Mahomet et les trois premiers califes : Abou Bakr, Omar et Othman, sur le cheval mythique Buraq, miniature du XVI° s.

La tradition musulmane attribue au pacte d'Umar - du nom du calife Omar ibn al-Khattâb (634-644), un des plus proches compagnons de Mahomet - la définition des clauses de la dhimma dont les obligations sont précisément codifiées dans la jurisprudence musulmane ( fiqh ). Il s'agit d'une lettre adressée au calife par des chrétiens de Syrie, conditionnant leur soumission et proposant les sanctions auxquelles ils s'exposent en cas de non-respect de l'accord.

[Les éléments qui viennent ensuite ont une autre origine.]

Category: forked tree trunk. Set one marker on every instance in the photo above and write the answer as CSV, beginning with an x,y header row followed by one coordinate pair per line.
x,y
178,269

La plus ancienne version conservée de ce pacte ne date que du XIIe siècle. La réalité de l'authenticité d'un « pacte d'Umar » original en tant que tel reste ainsi douteuse. Comme pour beaucoup d'autres aspects de l'histoire administrative musulmane précoce, il doit être apparu plus tardivement, plus vraisemblablement à partir du règne du calife omeyyade Umar II (717-720) auquel la tradition pieuse a préféré son prédécesseur moins controversé.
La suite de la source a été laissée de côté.